White Castle Now Serves Veggie Sliders, but Will Anyone Eat Them?
Late-night burger chain White Castle announced this week that it will start offering a 99¢ veggie slider, essentially a vegetarian version of the mini beef burgers the chain is known for. Coming from a company that sells sacks (and even crates) of tiny cheeseburgers to the munchie afflicted, the move is something of a surprise. Especially because veggie burgers and other fare marketed as "healthier" than typical fast food have barely moved the needle at other chains so far.

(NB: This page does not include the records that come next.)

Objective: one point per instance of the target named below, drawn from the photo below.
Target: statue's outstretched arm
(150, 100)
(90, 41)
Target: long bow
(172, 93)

Veggie burgers remain few and far between in fast food. Burger King offers one, but Wendy's never has. In 2011, McDonald’s then-chief operating officer (and now chief executive officer) Don Thompson told investors that the company had attempted several times to launch veggie burgers in the U.S., including in Southern California in the early 2000s. But "we ended up serving four a day,” he said. Salads typically sell poorly, too, with only 2.3 percent of orders at burger fast-food chains including a salad main dish and 1.3 percent including a side salad, according to data from NPD.
Despite these headwinds, White Castle Vice President Jamie Richardson says he expects the new veggie sliders, a limited-time menu offering, to attract new customers. In a survey the company conduced in 2013, veggie sliders were among the top three suggestions from White Castle customers, Richardson adds. And when White Castle tested the sliders in 12 East Coast stores this summer, the burgers sold better than other products launched in the past two years, including chicken and waffles and Siracha chicken sliders. Not bad when you consider that only 5 percent of adults report being vegetarian.
Until now, White Castle has had no vegetarian option besides fries, onion rings, and cheese sticks, and the only vegetables the chain stocks in the kitchen are onions and pickles (seriously, unless you count ketchup). So the company is likely banking on the idea that vegetarians, who probably avoided White Castle before, can now join their meat-eating friends for a meal. That prevents what's known in the industry as "the veto vote"—when an entire group decides not to eat at a restaurant because it doesn't offer a menu item that suits the dietary requirements of one person. “If options like a veggie burger exists, it reduces the veto vote and gives everyone in the party a chance to order what they want," says Darren Tristano, executive vice president at Technomic, a food industry researcher.
It also gives diners the option to diversify their meal, Richardson says. A sack of meat burgers with a veggie slider on the side, perhaps, or a mix-and-match crate. Still, says Tristano, when it comes to healthy menu items, “our research indicates only half of the consumers who are looking for the healthier option will actually choose it when ordering.” Not that veggie burgers are necessarily healthier--their calorie and fat count (pdf) clocks in at around the same as plain beef sliders. The new burger does at least put White Castle on the map for those after a meat-free meal. And if it doesn't work, the chain can rest assured that 84 percent of vegetarians and vegans go back to eating meat anyway.